Because we measured evaluation session attendance only during the study year, it is possible that both groups of teachers had attended evaluation sessions at some point in the past. The difference between groups uncovered in this study may be due to additional ongoing rater training rather than episodic exposure to this form of faculty development. Our findings, like those of Battistone and others,2,27 may also reflect the ease of use and the intuitive nature of the RIME framework.

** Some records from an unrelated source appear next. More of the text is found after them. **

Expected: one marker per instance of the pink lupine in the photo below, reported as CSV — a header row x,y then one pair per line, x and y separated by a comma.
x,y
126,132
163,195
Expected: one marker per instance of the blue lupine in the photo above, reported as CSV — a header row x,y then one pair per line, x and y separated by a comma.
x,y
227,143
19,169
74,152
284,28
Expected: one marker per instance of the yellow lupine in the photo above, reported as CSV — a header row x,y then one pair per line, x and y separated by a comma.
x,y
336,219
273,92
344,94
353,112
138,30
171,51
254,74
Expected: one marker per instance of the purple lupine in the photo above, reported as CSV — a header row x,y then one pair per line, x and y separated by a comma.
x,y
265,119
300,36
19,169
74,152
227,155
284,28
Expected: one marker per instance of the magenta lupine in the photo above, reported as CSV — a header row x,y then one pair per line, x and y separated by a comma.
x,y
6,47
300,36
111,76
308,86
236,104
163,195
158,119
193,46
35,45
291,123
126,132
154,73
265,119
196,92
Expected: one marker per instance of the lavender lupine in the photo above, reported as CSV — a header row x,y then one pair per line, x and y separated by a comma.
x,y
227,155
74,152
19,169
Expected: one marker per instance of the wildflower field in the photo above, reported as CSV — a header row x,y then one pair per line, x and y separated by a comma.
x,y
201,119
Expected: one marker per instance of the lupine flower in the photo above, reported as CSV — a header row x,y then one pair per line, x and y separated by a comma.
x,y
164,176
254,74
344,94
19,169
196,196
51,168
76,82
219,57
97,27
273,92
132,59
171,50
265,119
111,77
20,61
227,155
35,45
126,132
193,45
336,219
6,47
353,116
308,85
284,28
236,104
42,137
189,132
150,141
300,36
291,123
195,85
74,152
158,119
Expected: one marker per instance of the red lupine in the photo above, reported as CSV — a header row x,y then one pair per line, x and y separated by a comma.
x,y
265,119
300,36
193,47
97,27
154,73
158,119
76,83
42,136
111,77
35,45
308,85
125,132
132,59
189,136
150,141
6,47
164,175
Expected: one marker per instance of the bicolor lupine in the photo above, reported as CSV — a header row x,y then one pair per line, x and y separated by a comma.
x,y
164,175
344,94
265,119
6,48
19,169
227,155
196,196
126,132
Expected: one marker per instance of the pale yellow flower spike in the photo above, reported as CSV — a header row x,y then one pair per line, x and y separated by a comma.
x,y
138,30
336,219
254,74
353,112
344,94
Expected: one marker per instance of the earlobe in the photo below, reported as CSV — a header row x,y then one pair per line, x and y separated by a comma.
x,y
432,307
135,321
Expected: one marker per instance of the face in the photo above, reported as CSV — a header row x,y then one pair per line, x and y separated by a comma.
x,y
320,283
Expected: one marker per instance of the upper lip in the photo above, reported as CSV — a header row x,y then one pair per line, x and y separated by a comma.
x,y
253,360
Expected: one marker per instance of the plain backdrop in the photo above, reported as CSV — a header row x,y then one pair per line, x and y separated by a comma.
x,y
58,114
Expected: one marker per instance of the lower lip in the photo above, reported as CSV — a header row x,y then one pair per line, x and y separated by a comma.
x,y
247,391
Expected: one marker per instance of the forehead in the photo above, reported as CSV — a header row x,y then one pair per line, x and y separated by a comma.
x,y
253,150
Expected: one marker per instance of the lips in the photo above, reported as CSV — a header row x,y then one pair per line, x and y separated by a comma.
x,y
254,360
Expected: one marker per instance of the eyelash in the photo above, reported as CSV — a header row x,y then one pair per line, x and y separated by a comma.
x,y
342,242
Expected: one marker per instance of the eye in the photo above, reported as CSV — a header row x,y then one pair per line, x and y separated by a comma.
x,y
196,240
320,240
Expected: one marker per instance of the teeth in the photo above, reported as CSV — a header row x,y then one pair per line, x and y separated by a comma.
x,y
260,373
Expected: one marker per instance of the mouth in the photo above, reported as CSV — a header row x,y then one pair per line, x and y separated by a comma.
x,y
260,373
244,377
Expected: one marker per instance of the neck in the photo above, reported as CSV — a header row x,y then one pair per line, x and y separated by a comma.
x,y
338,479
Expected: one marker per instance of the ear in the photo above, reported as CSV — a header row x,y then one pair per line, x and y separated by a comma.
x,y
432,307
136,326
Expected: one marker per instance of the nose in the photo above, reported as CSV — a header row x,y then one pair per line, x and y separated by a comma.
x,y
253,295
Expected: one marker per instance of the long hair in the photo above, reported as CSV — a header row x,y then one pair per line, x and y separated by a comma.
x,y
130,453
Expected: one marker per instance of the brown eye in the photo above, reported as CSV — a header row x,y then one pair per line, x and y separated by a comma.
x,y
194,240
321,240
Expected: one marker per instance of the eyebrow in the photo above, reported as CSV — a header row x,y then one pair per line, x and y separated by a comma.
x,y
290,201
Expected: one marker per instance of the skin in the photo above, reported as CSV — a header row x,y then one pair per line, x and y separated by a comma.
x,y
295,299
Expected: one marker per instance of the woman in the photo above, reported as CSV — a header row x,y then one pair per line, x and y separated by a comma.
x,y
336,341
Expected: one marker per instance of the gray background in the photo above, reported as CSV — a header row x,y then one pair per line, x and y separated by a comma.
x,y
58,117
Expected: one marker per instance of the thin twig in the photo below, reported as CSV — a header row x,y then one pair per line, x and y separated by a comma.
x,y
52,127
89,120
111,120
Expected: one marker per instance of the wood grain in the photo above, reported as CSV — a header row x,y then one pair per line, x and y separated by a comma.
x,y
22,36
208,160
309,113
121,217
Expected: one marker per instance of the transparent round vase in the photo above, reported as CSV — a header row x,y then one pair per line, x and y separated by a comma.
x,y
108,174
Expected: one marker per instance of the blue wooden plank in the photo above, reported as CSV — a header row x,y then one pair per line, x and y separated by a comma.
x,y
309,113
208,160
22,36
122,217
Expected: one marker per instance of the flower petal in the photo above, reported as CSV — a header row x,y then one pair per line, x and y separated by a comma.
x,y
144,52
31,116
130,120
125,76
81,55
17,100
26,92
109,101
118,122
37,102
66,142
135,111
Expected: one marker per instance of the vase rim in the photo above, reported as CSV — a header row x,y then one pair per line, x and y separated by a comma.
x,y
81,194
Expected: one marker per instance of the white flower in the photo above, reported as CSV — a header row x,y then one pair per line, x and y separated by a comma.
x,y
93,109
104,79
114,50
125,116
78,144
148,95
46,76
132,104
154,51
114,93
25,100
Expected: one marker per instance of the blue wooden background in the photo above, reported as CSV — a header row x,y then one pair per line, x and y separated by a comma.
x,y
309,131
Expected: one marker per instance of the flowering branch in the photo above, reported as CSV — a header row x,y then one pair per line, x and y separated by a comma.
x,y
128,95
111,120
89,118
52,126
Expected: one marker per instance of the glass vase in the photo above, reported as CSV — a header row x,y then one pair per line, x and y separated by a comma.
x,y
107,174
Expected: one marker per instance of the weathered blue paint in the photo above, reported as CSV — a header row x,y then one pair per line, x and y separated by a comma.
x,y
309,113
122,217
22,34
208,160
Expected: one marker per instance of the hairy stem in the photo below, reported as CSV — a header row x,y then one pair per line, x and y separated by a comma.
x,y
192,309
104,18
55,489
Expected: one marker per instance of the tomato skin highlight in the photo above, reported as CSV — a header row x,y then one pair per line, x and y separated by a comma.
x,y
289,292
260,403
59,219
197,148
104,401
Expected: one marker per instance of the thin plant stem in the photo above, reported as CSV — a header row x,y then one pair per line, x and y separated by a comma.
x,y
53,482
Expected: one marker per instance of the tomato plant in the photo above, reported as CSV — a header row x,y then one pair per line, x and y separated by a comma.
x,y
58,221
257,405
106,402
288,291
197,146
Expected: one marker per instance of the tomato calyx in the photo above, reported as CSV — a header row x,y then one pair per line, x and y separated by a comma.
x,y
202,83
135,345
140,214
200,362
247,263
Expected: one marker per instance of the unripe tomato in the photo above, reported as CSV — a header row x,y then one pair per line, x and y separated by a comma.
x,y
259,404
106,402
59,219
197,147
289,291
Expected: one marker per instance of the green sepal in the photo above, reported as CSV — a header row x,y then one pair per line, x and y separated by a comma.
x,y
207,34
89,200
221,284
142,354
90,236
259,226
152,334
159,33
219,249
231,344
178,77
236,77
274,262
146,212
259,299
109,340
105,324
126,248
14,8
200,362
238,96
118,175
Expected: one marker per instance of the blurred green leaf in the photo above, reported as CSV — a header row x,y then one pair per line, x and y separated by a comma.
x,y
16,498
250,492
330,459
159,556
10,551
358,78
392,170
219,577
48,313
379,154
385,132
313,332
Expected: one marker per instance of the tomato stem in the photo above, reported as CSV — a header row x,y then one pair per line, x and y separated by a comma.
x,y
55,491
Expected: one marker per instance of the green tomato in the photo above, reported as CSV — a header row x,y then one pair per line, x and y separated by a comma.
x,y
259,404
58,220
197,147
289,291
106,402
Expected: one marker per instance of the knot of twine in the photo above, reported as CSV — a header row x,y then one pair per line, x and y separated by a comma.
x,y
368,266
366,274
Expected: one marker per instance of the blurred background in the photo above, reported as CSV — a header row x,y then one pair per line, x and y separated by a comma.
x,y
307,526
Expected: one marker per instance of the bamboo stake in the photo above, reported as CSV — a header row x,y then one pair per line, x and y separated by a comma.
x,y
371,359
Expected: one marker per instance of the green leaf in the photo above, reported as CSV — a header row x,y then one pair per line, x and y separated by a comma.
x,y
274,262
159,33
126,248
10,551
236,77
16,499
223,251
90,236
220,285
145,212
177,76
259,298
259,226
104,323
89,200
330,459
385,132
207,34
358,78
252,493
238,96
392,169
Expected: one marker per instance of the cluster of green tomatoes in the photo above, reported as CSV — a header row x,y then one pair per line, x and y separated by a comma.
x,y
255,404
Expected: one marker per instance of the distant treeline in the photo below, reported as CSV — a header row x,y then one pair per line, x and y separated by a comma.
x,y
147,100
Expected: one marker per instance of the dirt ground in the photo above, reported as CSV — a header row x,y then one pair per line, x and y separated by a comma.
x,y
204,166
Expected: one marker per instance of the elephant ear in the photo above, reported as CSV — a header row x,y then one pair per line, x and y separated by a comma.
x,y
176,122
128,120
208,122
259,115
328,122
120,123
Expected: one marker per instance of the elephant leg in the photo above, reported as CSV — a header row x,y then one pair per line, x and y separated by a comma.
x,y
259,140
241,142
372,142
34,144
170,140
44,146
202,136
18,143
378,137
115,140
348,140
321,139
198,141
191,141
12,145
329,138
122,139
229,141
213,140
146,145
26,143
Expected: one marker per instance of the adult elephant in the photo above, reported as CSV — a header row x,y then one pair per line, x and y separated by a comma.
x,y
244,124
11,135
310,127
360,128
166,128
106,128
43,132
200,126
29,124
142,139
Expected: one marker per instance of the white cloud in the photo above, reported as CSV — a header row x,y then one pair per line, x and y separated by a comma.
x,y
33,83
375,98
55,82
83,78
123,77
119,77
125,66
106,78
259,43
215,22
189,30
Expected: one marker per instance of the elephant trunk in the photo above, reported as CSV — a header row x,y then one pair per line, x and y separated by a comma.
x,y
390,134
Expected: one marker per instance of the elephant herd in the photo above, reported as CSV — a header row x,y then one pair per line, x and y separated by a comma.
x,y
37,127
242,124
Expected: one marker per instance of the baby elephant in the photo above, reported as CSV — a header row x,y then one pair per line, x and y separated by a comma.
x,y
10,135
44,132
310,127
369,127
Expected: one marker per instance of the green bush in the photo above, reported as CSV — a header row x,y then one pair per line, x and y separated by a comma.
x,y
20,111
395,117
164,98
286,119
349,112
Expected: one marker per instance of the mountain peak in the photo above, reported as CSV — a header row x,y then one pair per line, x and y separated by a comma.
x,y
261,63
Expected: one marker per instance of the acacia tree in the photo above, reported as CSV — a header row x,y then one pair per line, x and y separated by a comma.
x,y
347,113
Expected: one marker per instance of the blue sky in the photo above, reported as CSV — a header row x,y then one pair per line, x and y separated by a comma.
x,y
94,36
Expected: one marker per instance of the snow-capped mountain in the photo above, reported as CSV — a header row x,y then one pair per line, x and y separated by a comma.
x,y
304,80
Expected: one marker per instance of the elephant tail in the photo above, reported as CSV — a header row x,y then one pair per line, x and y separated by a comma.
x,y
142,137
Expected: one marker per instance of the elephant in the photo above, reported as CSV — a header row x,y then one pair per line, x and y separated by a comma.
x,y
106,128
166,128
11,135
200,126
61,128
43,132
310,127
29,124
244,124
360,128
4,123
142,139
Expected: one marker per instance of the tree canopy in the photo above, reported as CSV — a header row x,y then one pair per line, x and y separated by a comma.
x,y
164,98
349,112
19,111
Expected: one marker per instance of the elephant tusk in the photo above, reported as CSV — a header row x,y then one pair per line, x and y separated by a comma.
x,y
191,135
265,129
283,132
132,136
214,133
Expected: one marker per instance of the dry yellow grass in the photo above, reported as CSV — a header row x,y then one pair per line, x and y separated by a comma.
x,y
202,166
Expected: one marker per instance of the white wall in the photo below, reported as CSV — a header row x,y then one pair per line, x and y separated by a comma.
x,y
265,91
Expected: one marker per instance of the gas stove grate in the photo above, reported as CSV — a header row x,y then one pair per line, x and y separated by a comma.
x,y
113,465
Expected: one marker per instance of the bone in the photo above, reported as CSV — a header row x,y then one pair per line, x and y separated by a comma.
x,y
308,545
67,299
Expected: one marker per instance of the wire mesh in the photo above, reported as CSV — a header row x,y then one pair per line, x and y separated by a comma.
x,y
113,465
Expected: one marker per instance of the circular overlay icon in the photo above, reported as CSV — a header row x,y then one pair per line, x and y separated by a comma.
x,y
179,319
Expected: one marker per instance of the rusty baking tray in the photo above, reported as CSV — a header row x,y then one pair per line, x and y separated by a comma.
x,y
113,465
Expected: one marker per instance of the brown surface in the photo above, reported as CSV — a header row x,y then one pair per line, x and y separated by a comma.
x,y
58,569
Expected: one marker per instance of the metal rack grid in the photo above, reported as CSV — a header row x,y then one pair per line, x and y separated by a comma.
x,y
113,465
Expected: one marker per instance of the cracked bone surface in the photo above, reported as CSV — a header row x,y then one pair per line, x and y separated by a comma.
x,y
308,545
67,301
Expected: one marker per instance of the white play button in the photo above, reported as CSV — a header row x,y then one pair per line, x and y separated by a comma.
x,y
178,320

RIME was first implemented at the Uniformed Services University,5 and this may explain why we found explicit RIME use in 60 % of teacher narratives overall and implicit use in an additional 30.4 %. Even so, we believe our findings demonstrate that one can achieve consistency in evaluation and use of a specific framework when faculty are trained and guided in its use and application to real student “cases”. Proper instruction of raters in utilizing a common framework for assessment must involve “training, feedback and reflection” and “interaction with others involved.”26

While this current study focused on the outcome, and we did not audio-record the evaluation sessions, Hauer et al. did audio-record evaluation sessions,3, allowing the authors to conclude about the process (10) that “serial evaluation sessions created an environment that allowed faculty to communicate honest opinions and concerns, anticipate developmental progress, and generate collaborated learning plans…”.3 Her study corroborated findings from the teamwork literature that not only do highly functioning teams operate using a shared mental model, but they also communicate well610 and evaluation sessions ensure that both occur.

Since exposure to frame-of-reference training was strongly associated with adoption of the RIME terminology, the question arises regarding what to do for teachers who do not attend evaluation sessions, and an answer to this question would require further inquiry with non-attendees. These teachers could be offered faculty development in other formats, such as workshops or video-teleconferencing, but there is no data to support that these methods are any more or less effective than the brief frame-of-reference training provided during evaluation sessions.

There are limitations to our project. This was a retrospective design, and we can only report observed associations. It is difficult to fully disentangle the effect of the RIME framework from the evaluation sessions for attendees. However, the consistent finding of improvement in the attendee group speaks strongly to the added benefit of the formal evaluation sessions in helping faculty develop a shared mental model of student performance. During these sessions, the site director guides teachers toward using the RIME terminology, and this may be the reason it was used more frequently, but not universally, by attendees. Even if this were the case, we consider that to be a measure of success—the sessions are designed to help faculty learn and apply the evaluation framework. We did not collect demographic information about the teachers and thus may have overlooked other information that could have contributed to the findings. Finally, it is possible that those attending evaluation sessions were engaged in self-improvement, and thus better qualified to evaluate students, though attendance rates among attendees were still low (51 %).

CONCLUSIONS

Regularly scheduled real-time, face-to-face evaluation sessions during which teachers and clerkship directors meet to discuss performance can be an effective form of faculty development, as attendance at these evaluation sessions was strongly associated with faculty adoption of the RIME evaluation framework and framework-consistent grade assignment. Although not yet studied, evaluation sessions could play a role within other frameworks, such as the more elaborate competency framework and milestones of the ACGME. Using evaluation sessions is simple, “low-tech”, and powerful; they can be embedded in the usual activities of faculty; and they capitalize on an interactive process of dialogue not possible through the monologue of paper or electronic means.